In the population studied, the findings indicated that 76% of impacted canines referred to a secondary care unit were delayed by 2 years. Although it is accepted that study design could have over-reported the number of delayed cases. Surprisingly, an increase in delayed referral was found despite the implementation of education to referrers since the previous audit in 2002. Delayed referral of impacted canines adds on additional burden of care to the patient and family and leads to use of resources that timely referral may have avoided. The authors propose strategies are implemented to reduce the incidence of late referrals with support from local area teams, commissioners and local dental committees to remind dentists about the importance of timely referral of impacted canines.

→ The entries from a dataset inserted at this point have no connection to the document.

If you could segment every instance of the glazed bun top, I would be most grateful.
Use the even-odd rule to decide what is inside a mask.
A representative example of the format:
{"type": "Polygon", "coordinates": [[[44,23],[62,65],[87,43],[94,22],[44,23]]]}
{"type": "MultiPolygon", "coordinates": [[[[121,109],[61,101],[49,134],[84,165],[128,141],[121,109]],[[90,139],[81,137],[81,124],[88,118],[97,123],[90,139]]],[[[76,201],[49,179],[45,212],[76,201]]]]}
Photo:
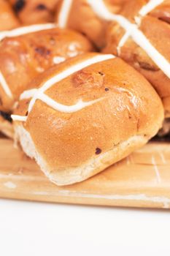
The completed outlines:
{"type": "Polygon", "coordinates": [[[170,1],[147,1],[144,4],[129,0],[119,15],[109,15],[112,23],[103,52],[120,56],[144,75],[162,98],[166,116],[169,117],[170,1]]]}
{"type": "MultiPolygon", "coordinates": [[[[0,38],[5,34],[0,33],[0,38]]],[[[27,84],[39,73],[93,49],[82,35],[53,23],[19,28],[8,36],[0,42],[0,110],[6,111],[12,110],[27,84]],[[36,29],[41,31],[26,34],[36,29]]]]}
{"type": "Polygon", "coordinates": [[[18,27],[20,22],[7,0],[0,0],[0,31],[18,27]]]}
{"type": "Polygon", "coordinates": [[[161,127],[163,110],[134,68],[112,55],[87,53],[37,77],[12,118],[49,165],[66,167],[134,135],[147,140],[161,127]]]}
{"type": "Polygon", "coordinates": [[[58,0],[9,0],[22,24],[53,22],[58,0]]]}

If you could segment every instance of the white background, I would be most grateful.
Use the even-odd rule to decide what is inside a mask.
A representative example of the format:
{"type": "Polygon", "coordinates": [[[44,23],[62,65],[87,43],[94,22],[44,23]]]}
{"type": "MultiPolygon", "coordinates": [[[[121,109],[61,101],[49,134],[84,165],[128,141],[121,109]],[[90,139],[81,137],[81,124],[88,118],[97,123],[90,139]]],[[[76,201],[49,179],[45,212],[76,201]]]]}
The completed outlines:
{"type": "Polygon", "coordinates": [[[170,211],[0,200],[0,255],[170,255],[170,211]]]}

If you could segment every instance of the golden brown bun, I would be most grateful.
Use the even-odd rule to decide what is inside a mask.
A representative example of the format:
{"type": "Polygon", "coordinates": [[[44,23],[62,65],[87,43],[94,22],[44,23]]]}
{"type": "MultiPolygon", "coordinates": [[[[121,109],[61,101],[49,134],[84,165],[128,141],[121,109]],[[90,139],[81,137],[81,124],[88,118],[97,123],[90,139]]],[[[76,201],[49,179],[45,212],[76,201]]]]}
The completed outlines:
{"type": "MultiPolygon", "coordinates": [[[[134,2],[129,1],[129,4],[131,1],[134,2]]],[[[136,4],[139,1],[136,0],[136,4]]],[[[131,10],[133,8],[127,7],[126,12],[124,8],[124,12],[120,14],[132,18],[134,13],[133,11],[131,12],[131,10]]],[[[170,1],[166,1],[143,18],[139,26],[139,29],[151,44],[169,61],[170,61],[170,24],[167,17],[169,15],[170,1]]],[[[107,31],[107,45],[103,52],[118,54],[117,47],[124,33],[124,30],[117,23],[113,23],[110,25],[107,31]]],[[[128,38],[121,48],[120,54],[118,55],[139,71],[151,83],[163,100],[166,116],[170,116],[170,101],[169,102],[167,101],[170,97],[169,78],[151,60],[145,51],[131,38],[128,38]]]]}
{"type": "Polygon", "coordinates": [[[58,0],[9,0],[23,24],[54,21],[58,0]]]}
{"type": "Polygon", "coordinates": [[[19,24],[10,4],[7,0],[0,0],[0,31],[16,28],[19,24]]]}
{"type": "MultiPolygon", "coordinates": [[[[97,56],[88,53],[53,67],[30,88],[42,85],[74,64],[97,56]]],[[[100,101],[68,113],[36,100],[26,122],[14,121],[25,152],[58,185],[82,181],[145,144],[161,127],[163,109],[145,78],[118,58],[90,65],[55,84],[45,94],[75,105],[80,99],[100,101]]],[[[15,113],[26,116],[29,99],[15,113]]]]}
{"type": "MultiPolygon", "coordinates": [[[[104,0],[104,3],[109,10],[114,13],[119,12],[126,2],[128,2],[128,0],[104,0]]],[[[58,15],[61,12],[62,3],[63,0],[59,0],[59,7],[57,8],[55,18],[57,23],[58,22],[58,15]]],[[[106,42],[105,32],[107,24],[107,22],[102,20],[96,15],[87,3],[87,0],[72,1],[66,27],[82,33],[98,48],[104,47],[106,42]]]]}
{"type": "Polygon", "coordinates": [[[0,110],[12,110],[27,84],[39,73],[93,49],[85,37],[67,29],[53,29],[4,39],[0,42],[0,70],[13,98],[0,85],[0,110]]]}
{"type": "Polygon", "coordinates": [[[14,129],[12,123],[7,120],[5,120],[1,116],[0,113],[0,134],[1,133],[10,138],[14,138],[14,129]]]}

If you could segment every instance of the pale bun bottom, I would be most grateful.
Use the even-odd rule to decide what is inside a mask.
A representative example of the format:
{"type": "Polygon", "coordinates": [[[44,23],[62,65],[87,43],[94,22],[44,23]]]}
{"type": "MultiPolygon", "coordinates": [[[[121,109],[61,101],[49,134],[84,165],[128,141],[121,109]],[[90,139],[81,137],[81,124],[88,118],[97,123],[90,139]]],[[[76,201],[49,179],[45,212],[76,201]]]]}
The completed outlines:
{"type": "Polygon", "coordinates": [[[142,135],[135,135],[119,143],[112,150],[90,159],[80,166],[57,170],[56,167],[49,166],[38,153],[30,134],[22,125],[16,126],[15,130],[15,140],[20,141],[25,153],[31,158],[35,159],[44,173],[58,186],[82,181],[127,157],[134,150],[146,144],[148,140],[148,138],[142,135]]]}

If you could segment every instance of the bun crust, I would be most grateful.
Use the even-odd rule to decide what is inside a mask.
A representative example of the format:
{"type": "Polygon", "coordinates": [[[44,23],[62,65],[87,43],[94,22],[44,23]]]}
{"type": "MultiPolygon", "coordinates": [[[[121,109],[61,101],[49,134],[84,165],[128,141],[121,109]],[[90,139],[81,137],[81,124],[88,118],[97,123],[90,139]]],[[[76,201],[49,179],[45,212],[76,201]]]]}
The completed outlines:
{"type": "Polygon", "coordinates": [[[58,0],[9,0],[22,24],[53,22],[58,0]]]}
{"type": "MultiPolygon", "coordinates": [[[[72,1],[69,11],[66,23],[63,24],[60,14],[62,11],[63,0],[59,1],[59,7],[56,12],[56,23],[62,27],[75,29],[86,35],[98,48],[101,48],[105,45],[105,31],[107,22],[96,16],[87,0],[72,1]],[[77,15],[75,15],[75,12],[77,15]]],[[[112,12],[118,12],[125,0],[105,0],[104,3],[112,12]]],[[[66,10],[63,10],[63,12],[66,10]]]]}
{"type": "Polygon", "coordinates": [[[0,84],[0,110],[12,110],[20,94],[39,73],[93,49],[82,35],[57,28],[4,39],[0,42],[0,70],[12,97],[0,84]]]}
{"type": "Polygon", "coordinates": [[[20,25],[10,4],[7,0],[0,0],[0,31],[12,29],[20,25]]]}
{"type": "MultiPolygon", "coordinates": [[[[132,21],[133,18],[134,20],[134,17],[139,16],[138,8],[136,14],[133,10],[135,10],[134,6],[137,6],[139,2],[142,3],[139,0],[136,1],[129,1],[129,4],[132,5],[134,4],[134,8],[130,8],[130,6],[125,6],[123,12],[120,14],[132,21]],[[131,10],[132,11],[131,11],[131,10]]],[[[144,3],[142,4],[142,6],[144,6],[144,3]]],[[[139,24],[138,24],[139,31],[161,55],[161,57],[166,59],[169,65],[170,63],[170,48],[169,47],[170,42],[169,17],[170,1],[165,1],[162,4],[158,5],[150,12],[144,15],[139,24]]],[[[117,23],[112,23],[108,28],[107,44],[103,52],[105,53],[112,53],[119,56],[139,71],[150,82],[161,97],[166,117],[169,117],[170,102],[168,102],[167,99],[170,97],[170,72],[169,72],[168,76],[167,72],[163,72],[154,61],[153,59],[152,59],[149,56],[144,48],[142,49],[136,44],[131,37],[128,37],[120,50],[118,50],[118,45],[124,34],[124,29],[117,23]]],[[[145,44],[144,43],[144,45],[145,44]]],[[[161,60],[158,61],[159,64],[161,64],[161,60]]]]}
{"type": "MultiPolygon", "coordinates": [[[[52,76],[97,55],[77,56],[53,67],[31,87],[41,88],[52,76]]],[[[155,90],[117,58],[69,75],[45,94],[67,106],[80,99],[83,102],[100,99],[72,113],[56,110],[37,99],[26,122],[14,121],[23,150],[58,185],[84,180],[125,157],[153,137],[163,119],[155,90]]],[[[15,113],[26,116],[29,102],[20,100],[15,113]]]]}

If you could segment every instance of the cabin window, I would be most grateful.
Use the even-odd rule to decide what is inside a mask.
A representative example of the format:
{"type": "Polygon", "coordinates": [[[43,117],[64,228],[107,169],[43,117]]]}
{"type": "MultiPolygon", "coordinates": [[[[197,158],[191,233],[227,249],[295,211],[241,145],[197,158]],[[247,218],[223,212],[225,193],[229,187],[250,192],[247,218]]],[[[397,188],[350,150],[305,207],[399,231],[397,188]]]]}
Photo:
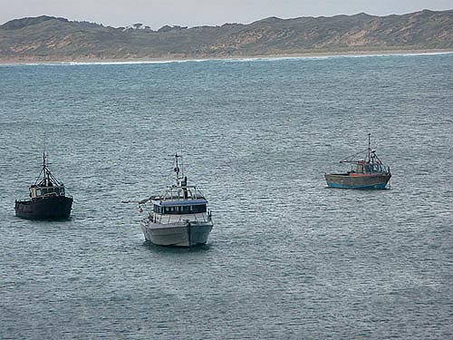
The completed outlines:
{"type": "Polygon", "coordinates": [[[206,212],[206,204],[193,206],[192,212],[206,212]]]}

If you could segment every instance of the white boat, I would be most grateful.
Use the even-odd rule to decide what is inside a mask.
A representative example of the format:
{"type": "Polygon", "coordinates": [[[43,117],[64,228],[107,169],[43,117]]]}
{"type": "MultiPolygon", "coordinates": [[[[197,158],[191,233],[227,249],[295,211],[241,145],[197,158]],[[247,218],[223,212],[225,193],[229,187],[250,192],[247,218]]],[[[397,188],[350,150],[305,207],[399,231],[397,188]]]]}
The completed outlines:
{"type": "Polygon", "coordinates": [[[195,186],[188,186],[188,178],[179,170],[175,154],[176,185],[161,194],[139,203],[140,211],[149,209],[141,221],[145,238],[159,246],[192,247],[207,242],[214,223],[207,210],[207,200],[195,186]]]}

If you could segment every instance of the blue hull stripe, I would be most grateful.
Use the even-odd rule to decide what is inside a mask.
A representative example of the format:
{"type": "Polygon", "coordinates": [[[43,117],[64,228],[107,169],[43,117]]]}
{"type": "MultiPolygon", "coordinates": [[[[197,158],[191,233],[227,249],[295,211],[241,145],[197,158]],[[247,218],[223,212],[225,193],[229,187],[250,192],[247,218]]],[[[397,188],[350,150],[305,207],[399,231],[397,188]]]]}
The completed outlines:
{"type": "Polygon", "coordinates": [[[387,183],[378,183],[372,185],[345,185],[338,184],[333,182],[327,182],[327,185],[331,188],[342,188],[342,189],[385,189],[387,183]]]}

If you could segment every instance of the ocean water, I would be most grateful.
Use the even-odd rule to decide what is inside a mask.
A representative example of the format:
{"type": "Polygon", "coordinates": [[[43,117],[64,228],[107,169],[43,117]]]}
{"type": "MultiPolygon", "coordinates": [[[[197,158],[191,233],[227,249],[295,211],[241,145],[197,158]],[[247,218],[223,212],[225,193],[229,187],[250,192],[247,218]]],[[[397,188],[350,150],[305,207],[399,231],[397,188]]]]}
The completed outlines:
{"type": "Polygon", "coordinates": [[[0,338],[453,337],[453,53],[0,65],[0,338]],[[326,188],[366,149],[390,189],[326,188]],[[68,221],[14,217],[43,149],[68,221]],[[208,244],[124,199],[184,155],[208,244]]]}

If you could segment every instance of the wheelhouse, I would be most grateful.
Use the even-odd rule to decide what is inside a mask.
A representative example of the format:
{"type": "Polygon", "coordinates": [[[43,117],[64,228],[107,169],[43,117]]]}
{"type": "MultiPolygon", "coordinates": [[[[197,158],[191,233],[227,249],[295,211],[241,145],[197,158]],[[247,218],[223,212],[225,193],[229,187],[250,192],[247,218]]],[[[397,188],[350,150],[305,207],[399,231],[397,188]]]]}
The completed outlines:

This study has re-enforced the importance of continued education. The authors believe continued education for GDPs is of great importance in reducing the burden of care for the patient and costs to the NHS, as well as the need for GDC registrants to meet the GDC's Standards for the dental team and ensure patients are treated at the right location, by the right service, at the right time.

Remember

  1. 1

    Canines erupt between 11 and 12 years of age

  2. 2

    Interceptive treatment by extraction of the deciduous canine (10–13 years)

  3. 3

    The crown of the upper canine should be detectable as a bulge in the buccal sulcus by 10 years of age. If not, or you are not sure, refer for a specialist opinion

  4. 4

    Fifty percent of ectopic upper canines have an adjacent lateral incisor absent or small. This is a good indicator of possible ectopic canines at 8–9 years old when the upper lateral incisor should erupt

  5. 5

    Twelve percent of cases with impacted maxillary canines have associated root resorption of incisors. Recent work has shown that the resorption risk can be up to 40%

  6. 6

    Delayed referral of impacted canines is a medico-legal risk. Parents are increasingly asking would earlier referral have been more appropriate.